Quand des mots renaissent au théâtre. Tram 83, le premier roman de Fiston Mwanza Mujila, multi-primé et déjà traduit dans une demi-douzaine de langues, vient d’être créé sur scène au Festival des francophonies en Limousin. L’auteur congolais a confié son histoire à la metteure en scène Julie Kretzschmar pour en faire une histoire captivante rythmée par des mots, des danses et des musiques de cette Ville-Pays imaginée par Mujila. Un hommage à la démesure de sa ville natale, la capitale minière du Congo, Lubumbashi, transformé en conte universel.
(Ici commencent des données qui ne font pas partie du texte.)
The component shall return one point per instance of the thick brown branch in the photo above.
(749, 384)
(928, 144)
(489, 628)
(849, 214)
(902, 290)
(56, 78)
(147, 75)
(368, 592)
« Au commencement était la pierre. » Des lettres blanches sur fond rouge renvoient à la source de toutes les richesses, la mine de l’Espérance. Et la nuit, les creuseurs en manque d’amour et les maîtres des manœuvres malhonnêtes, mais aussi les étudiants et les bohémiens du quartier, se retrouvent au bar Tram 83, au cœur de la Ville-Pays. Est-ce que cela fait peur de mettre en scène une Ville-Pays ?
La Ville-Pays, une langue mise en scène
« Avant de mettre en scène une Ville-Pays, je mets en scène une langue, avance Julie Kretzschmar. Cette Ville-Pays n’existe qu’avec des mots, la poésie, une pensée, du geste littéraire. Et j’ai assez vite compris que c’était, en partie, une ville de l’ordre de l’intime pour Fiston, sa ville natale, Lubumbashi. Mais c’est aussi une ville imaginaire. Et cela ne me fait pas peur de plonger dans l’imaginaire. »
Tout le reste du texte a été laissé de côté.